Making Stencils from Contact Paper Supplies
NOTE: You can use a brush as we did but you have to be extra careful to brush “into” the stencil and now outward, otherwise you can get paint under the edges. After using a brush we’ve decided a foam sponge would make it easier to not allow the paint to seep under the edge of the stencils.
- Contact Paper Tan Clear White
- X-acto Knife
- Cutting pad (Optional but very useful. I own this one)
- Paint of choice
- Item to stencil on
- Brush or Stencil Sponge
- Paper design for stencil (free cat below)
- Scotch tape
Cat Stencil Patterns (pdf)
Things to Keep in Mind:
Simple items with few details work best. If you choose to do letters they must be THICK. Letters such as lower case o’s, e’s, a’s etc will have loose sections that make the hole inside the letter. Make sure to save those after you cut out your stencil as they have to be placed where they go inside the letter. Same thing for some images. You find any image you like that will work and trace it to a piece of paper. Then place it over your contact paper and cut it out. Also make sure you have a couple inch border around your stencil to protect your item from extra paint getting on it.

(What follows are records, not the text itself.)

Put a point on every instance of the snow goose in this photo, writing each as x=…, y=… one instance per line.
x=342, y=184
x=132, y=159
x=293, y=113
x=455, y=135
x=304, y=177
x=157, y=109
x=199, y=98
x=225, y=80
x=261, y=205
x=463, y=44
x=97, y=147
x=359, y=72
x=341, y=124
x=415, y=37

Gather your supplies. I used white contact paper because I happened to have some.
You can use any color however.
Using our pattern or one of your own, cut a piece of contact paper, giving plenty of room on the edge.
Cut some extra off around your paper pattern if desired.
Tape your piece of contact paper down on the corners. Make sure it’s on a surface that you can cut on. I use a cutting mat. A large piece of cardboard could also work.
Next, tape your pattern in several places to the contact paper.
Carefully begin cutting around your design with your knife making sure you go through all the layers.
After you have cut the design, remove the tape from the pattern.
Then remove the center of your pattern.
If you missed any spots like I did go ahead and cut them. If there are any uneven places you can also trim them with small scissors.
Depending on what type of contact paper you used and what design you used, save the inner piece. I’ll show you why later.
Gather what you will be stenciling on along with your paint and a brush or stencil sponge. We show you how to make cheap stencil sponges here.
Carefully pull the backing off your contact paper.
Place it on your item. I chose an art apron. I did some measuring to make sure it was centered. If it’s a larger stencil as mine was you might need some help handling it so it doesn’t stick to itself.
Press down firmly on the stencil, giving the most attention to the inner edges.
Whether using a brush or sponge do not put too much paint on it or it will seep under your stencil.
Brush inward. For a stencil sponge just dob it up and down.
I let my paint dry before removing the stencil as it was so large.
This is why I kept the center part. Many times it can be used on something else.